It's about a mid-sixties man named Remington who has been forced into retirement, and so takes up endurance sports, despite no experience. This new endeavor annoys his wife, Serenata, who used to run and bike, but can't anymore because of a bum knee. Serenata also happens to be one of the most insufferable people in any book I've read in a long time. (To give you an idea of how much I disliked her, at one point in the novel, she injures her knee riding her bike, and I was delighted that this fictional character is in intense pain.)
Anyway, Serenata is upset at her husband for having a new ambition she doesn't deem worthy of him (she literally tells him that it's "unworthy of him" — what a snob!). She doesn't understand the point, and she frequently compares people who exercise, run marathons, and do triathlons to brainwashed members of a cult — and even, in one memorably horrendous paragraph, to Nazis. (Is this Serenata or Shriver making this claim? Does it matter? That’s not parody or satire. That’s just being an asshole.)
What's sad is how ridiculous Shriver clearly thinks this new "fad" is, but then she couldn't come up with a more original story to make this point. Old man has late-life crisis, tries to develop fountain of youth. Good one, Shriver — wholly originally. Shriver even names Remington's comely, booby fitness trainer Bambi Buffer, for fuck’s sake! Bambi Buffer!
It's Bambi who convinces Remington (of course, for her own personal gain in the form of a $1,200 per month fee) that the next natural step after he completes a marathon is to do a "MettleMan" triathlon, which only serves to annoy Serenata that much more. Of course, things don't go well for Remington, and the marriage moves to the brink.
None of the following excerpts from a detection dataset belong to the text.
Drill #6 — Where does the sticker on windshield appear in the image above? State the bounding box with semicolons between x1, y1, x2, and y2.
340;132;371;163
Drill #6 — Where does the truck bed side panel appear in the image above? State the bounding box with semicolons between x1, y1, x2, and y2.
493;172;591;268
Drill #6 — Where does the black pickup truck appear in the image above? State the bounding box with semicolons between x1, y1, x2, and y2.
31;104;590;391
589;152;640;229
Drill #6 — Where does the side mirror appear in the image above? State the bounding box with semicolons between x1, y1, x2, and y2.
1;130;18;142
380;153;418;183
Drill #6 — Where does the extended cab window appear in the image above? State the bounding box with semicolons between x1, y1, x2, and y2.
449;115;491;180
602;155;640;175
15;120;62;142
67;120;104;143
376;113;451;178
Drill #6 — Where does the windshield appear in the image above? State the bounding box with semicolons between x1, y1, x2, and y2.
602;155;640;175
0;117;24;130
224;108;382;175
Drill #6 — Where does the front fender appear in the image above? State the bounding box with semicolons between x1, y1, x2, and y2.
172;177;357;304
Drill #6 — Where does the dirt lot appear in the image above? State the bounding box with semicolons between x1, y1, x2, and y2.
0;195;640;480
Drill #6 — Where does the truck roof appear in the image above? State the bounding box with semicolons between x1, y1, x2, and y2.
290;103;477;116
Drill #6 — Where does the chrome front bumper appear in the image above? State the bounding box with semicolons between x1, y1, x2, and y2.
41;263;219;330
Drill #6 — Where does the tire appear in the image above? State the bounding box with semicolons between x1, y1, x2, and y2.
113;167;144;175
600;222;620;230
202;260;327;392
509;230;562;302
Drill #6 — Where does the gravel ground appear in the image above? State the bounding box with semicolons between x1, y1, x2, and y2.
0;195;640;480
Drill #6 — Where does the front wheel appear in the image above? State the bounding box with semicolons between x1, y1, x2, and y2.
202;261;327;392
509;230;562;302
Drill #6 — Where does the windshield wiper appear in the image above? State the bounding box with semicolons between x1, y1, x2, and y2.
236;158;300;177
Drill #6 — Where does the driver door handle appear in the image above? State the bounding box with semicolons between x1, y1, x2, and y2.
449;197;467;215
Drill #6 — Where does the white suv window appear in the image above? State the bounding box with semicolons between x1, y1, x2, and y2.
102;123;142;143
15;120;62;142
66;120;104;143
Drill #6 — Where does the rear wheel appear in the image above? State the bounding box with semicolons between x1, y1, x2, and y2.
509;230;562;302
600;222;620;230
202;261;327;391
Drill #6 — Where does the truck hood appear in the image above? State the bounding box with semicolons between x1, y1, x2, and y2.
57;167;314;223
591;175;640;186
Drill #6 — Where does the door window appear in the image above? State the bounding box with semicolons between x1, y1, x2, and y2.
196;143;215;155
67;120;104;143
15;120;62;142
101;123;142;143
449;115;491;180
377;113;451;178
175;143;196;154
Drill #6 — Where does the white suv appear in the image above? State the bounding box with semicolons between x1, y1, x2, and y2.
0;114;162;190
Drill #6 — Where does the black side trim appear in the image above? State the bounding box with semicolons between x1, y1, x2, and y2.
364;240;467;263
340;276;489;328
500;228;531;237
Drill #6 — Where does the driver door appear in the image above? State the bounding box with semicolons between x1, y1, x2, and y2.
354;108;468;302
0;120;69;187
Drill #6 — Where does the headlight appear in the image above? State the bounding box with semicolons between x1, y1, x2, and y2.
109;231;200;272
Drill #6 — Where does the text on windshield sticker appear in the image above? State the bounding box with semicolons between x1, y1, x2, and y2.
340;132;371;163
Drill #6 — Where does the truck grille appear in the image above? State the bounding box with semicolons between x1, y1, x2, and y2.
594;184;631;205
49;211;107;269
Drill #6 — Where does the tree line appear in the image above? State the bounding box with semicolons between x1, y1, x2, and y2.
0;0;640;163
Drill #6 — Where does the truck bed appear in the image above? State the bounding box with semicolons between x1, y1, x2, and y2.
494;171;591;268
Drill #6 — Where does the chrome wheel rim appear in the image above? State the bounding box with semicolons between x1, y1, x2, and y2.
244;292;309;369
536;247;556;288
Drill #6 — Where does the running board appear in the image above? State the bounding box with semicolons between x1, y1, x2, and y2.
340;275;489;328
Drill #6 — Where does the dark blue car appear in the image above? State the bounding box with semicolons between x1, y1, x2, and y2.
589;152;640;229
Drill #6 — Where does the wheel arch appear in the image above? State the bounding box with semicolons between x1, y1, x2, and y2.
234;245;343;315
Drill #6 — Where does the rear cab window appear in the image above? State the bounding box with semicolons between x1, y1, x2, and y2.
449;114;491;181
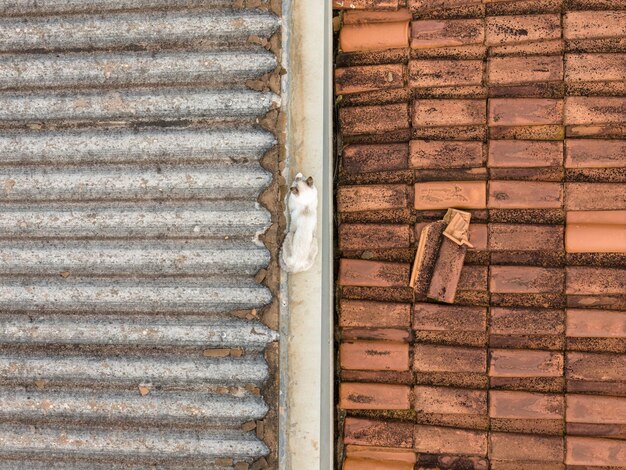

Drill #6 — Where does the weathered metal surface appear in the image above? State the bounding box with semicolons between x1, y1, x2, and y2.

Look, if you’re going to write satire, you owe your reader at least a passable understanding of what you’re satirizing. Amateur athletes do marathons, sure. But no seven-hour marathoner in his 60s is signing up for a full-distance IronMan triathlon, no matter how persuasive his devastatingly beautiful personal trainer is. It's patently ridiculous, to the point of being hilarious. So that's about the only shimmer of satire here. But because Shriver's so mean-spirited the rest of the time, you're not reading this as satire anymore. And beyond that detail, Shriver gets so much else wrong about these sports and the training and the culture she's trying to mock. It’s embarrassing.
I only finished this because I was enjoying how much I hated it. If Shriver's goal here was to troll people who enjoy running, then kudos to you, Shriver. You done pissed me off good.